Department of Neurology, Maastricht University Medical Center and Cardiovascular Research Institute Maastricht, Room 4.R1.032, P. Debyelaan 25, 6229 HX Maastricht, The Netherlands.
Department of Neurology, Maastricht University Medical Center and Cardiovascular Research Institute Maastricht, Room 4.R1.032, P. Debyelaan 25, 6229 HX Maastricht, The Netherlands.
J Vasc Interv Radiol. 2019 Nov;30(11):1759-1764.e6. doi: 10.1016/j.jvir.2019.05.032. Epub 2019 Sep 18.
To compare outcomes after endovascular treatment (EVT) for acute ischemic stroke with and without the use of a balloon guide catheter (BGC) in clinical practice.
Data from the Multicenter Randomized Clinical Trial of Endovascular Treatment for Acute Ischemic Stroke in The Netherlands (MR CLEAN) Registry were used, in which all patients who underwent EVT for anterior-circulation stroke in The Netherlands between 2014 and 2016 were enrolled. Primary outcome was modified Rankin scale (mRS) score at 90 days. Secondary outcomes included reperfusion grade (extended Thrombolysis In Cerebral Infarction [eTICI] score) and National Institutes of Health Stroke Scale (NIHSS) score 24-48 hours after intervention. The association between the use of a BGC and outcomes was estimated with logistic regression adjusted for age, sex, prestroke mRS score, NIHSS score, collateral grade, and time from onset to EVT.
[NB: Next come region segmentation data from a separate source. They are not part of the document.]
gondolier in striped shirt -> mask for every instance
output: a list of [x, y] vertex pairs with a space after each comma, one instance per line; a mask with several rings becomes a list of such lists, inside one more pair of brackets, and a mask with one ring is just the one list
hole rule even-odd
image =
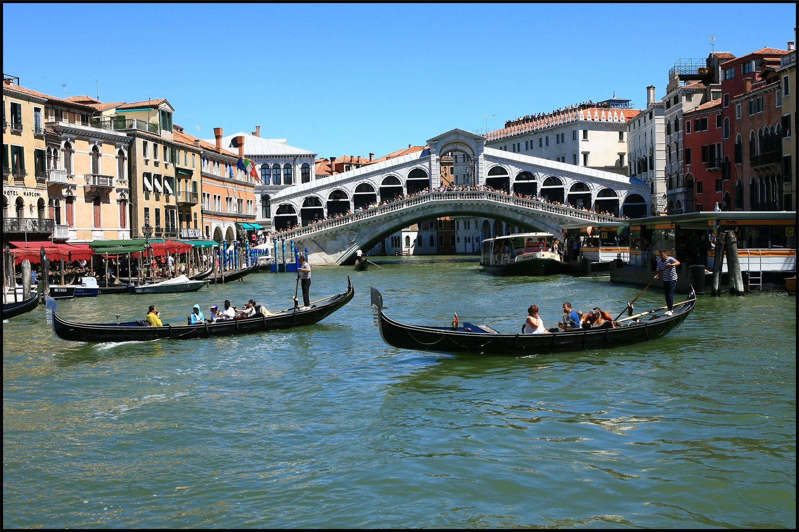
[[[674, 257], [666, 254], [666, 250], [660, 250], [660, 258], [658, 259], [658, 271], [663, 272], [663, 290], [666, 292], [666, 305], [669, 309], [666, 311], [666, 316], [672, 315], [672, 309], [674, 307], [674, 289], [677, 287], [677, 266], [680, 266], [680, 261]], [[655, 274], [654, 278], [658, 278], [660, 274]]]
[[297, 268], [297, 277], [300, 278], [300, 282], [302, 283], [302, 299], [305, 304], [299, 309], [304, 310], [311, 305], [311, 298], [308, 294], [311, 288], [311, 266], [308, 265], [305, 255], [300, 255], [299, 260], [300, 266]]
A total of 887 patients were included. Thrombectomy was performed with the use of a BGC in 528 patients (60%) and without in 359 patients (40%). There was no significant association between use of a BGC and a shift on the mRS toward better outcome (adjusted common odds ratio, 1.17; 95% confidence interval [CI], 0.91-1.52). Use of a BGC was associated with higher eTICI score (adjusted common OR, 1.33; 95% CI, 1.04-1.70) and improvement of ≥ 4 points on the NIHSS (adjusted OR, 1.40; 95% CI, 1.04-1.88).
In clinical practice, use of a BGC was associated with higher reperfusion grade and early improvement of neurologic deficits, but had no positive effect on long-term functional outcome.
比较临床实践中急性缺血性脑卒中血管内治疗(EVT)中使用和不使用球囊引导导管(BGC)的结果。
使用荷兰急性缺血性卒中血管内治疗多中心随机临床试验(MR CLEAN)登记处的数据,该登记处纳入了 2014 年至 2016 年期间荷兰所有接受前循环卒中 EVT 的患者。主要结局为 90 天时改良 Rankin 量表(mRS)评分。次要结局包括再灌注分级(扩展脑梗死溶栓分级[eTICI]评分)和干预后 24-48 小时的国立卫生研究院卒中量表(NIHSS)评分。使用逻辑回归估计 BGC 使用与结局之间的关联,调整了年龄、性别、基线 mRS 评分、NIHSS 评分、侧支循环分级和 EVT 发病至治疗时间。
共纳入 887 例患者。528 例(60%)患者使用 BGC 进行血栓切除术,359 例(40%)患者未使用 BGC。使用 BGC 与 mRS 评分向更好结局的转变无显著相关性(调整后的常见比值比,1.17;95%置信区间[CI],0.91-1.52)。使用 BGC 与更高的 eTICI 评分(调整后的常见比值比,1.33;95% CI,1.04-1.70)和 NIHSS 评分至少改善 4 分(调整后的比值比,1.40;95% CI,1.04-1.88)相关。
在临床实践中,BGC 的使用与更高的再灌注分级和神经功能缺损的早期改善相关,但对长期功能结局没有积极影响。